好きって言ったら、どうする?










「あ、もしかして彼氏さんにプレゼントっすか?」

「え?あ、いや…そういうわけじゃないんですけど……ぷ、プレゼント考えてて…。」










視線を下に向けながら


店員さんの顔を見ずに
モゴモゴとそう私が言うと





店員さんはそれを気にすることなく

「そうなんですねーっ。」と明るいトーンで言って




トコトコとすぐ近くの商品まで歩いて行った。








そして何かを持ってくると


それを、私の前に 差し出す。










「これとかどうっすか?
値段も今安くしてあって、イチオシなんすよ。」

「へ、へぇ…そうなんですか…。

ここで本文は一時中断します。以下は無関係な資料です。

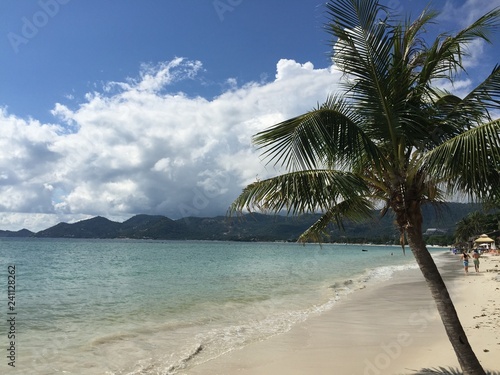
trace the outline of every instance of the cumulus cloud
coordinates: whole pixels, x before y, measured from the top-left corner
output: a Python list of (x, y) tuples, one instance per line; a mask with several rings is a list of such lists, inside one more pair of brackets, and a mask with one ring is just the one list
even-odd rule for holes
[(445, 20), (459, 22), (460, 27), (470, 25), (484, 13), (500, 6), (500, 0), (448, 0), (441, 16)]
[[(500, 7), (500, 0), (467, 0), (465, 2), (457, 2), (456, 0), (448, 0), (445, 3), (443, 11), (440, 15), (440, 21), (450, 22), (452, 25), (462, 29), (471, 25), (486, 12)], [(488, 35), (491, 38), (493, 35)], [(467, 53), (469, 56), (464, 61), (466, 69), (477, 67), (484, 60), (486, 42), (483, 40), (474, 40), (469, 43)], [(494, 62), (496, 63), (496, 61)], [(493, 66), (487, 68), (487, 73), (490, 73)]]
[(77, 108), (56, 103), (56, 124), (0, 112), (0, 229), (44, 229), (94, 215), (171, 218), (225, 214), (243, 186), (276, 171), (251, 137), (303, 113), (337, 90), (340, 74), (293, 60), (269, 82), (215, 98), (171, 92), (196, 80), (199, 61), (143, 65), (137, 78), (109, 82)]
[[(500, 7), (500, 0), (447, 0), (439, 16), (439, 25), (443, 30), (455, 33), (475, 22), (486, 12)], [(493, 44), (498, 39), (498, 30), (493, 31), (488, 38)], [(497, 63), (491, 56), (495, 56), (495, 46), (484, 40), (471, 40), (463, 50), (463, 67), (468, 74), (456, 77), (453, 83), (439, 82), (459, 96), (470, 91), (470, 88), (485, 79)]]
[[(466, 25), (495, 6), (500, 0), (449, 1), (442, 17)], [(465, 66), (480, 66), (484, 45), (471, 43), (470, 54)], [(54, 123), (0, 108), (0, 229), (37, 231), (95, 215), (225, 214), (246, 184), (277, 172), (252, 135), (310, 110), (340, 80), (333, 67), (282, 59), (273, 79), (227, 77), (214, 98), (174, 91), (185, 80), (202, 85), (203, 71), (202, 62), (180, 57), (143, 64), (136, 77), (107, 82), (76, 107), (55, 103)], [(460, 94), (473, 84), (464, 77), (442, 87)]]
[(245, 185), (277, 173), (251, 137), (321, 103), (341, 76), (282, 59), (274, 79), (228, 77), (214, 98), (173, 90), (183, 80), (202, 84), (203, 69), (184, 58), (144, 64), (76, 107), (55, 103), (54, 123), (0, 109), (0, 229), (38, 231), (95, 215), (223, 215)]

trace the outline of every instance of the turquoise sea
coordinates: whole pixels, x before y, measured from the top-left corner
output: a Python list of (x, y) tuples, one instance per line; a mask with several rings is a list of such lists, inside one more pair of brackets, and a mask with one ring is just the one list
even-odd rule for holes
[(416, 268), (396, 246), (293, 243), (4, 238), (0, 259), (16, 375), (181, 374)]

」

「シンプルでいてクールだし、
サイズも豊富なんでオススメです。」









そう言われて

私がお兄さんの方をチラッと見上げると







その手に持ってあったのは───










「黒の ニット………。」

「はい。Vネックで大人っぽいし
これ1枚でも全然アリなんで 使いやすいと思いますよ。」

「………。」










確かに



そう手渡されたニットは

お兄さんの言う通り
黒ベースのシンプルなデザインで

冬にも着れるし
秋ならこれ1枚でも十分かっこいい。






それに勇さんの好きなモノクロカラーでもあるし

シンプル好きな彼にピッタリだと思った。








ここにきて、まさか本当に素晴らしいものに出会った気がする。









「あ、あの。」

「はい?」

「こんな感じの物って、他にもあったりしますか……?
こういう系統が、好きな人なので……。」









私が店員さんにそう言うと



そのお兄さんはニコッと笑って
「かしこまりました!」と私に言い

店内を案内してくれた。









───そして無事に




私はこのお店で
勇さんへのプレゼントを購入することができた。





私はホッとしながらその商品を持って
お店を出る。









(勇さん、喜んでくれるかな…。)










私はそう思いながら
その紙袋を見て


少し明るい気分で

その日はそのまま 家に帰った───。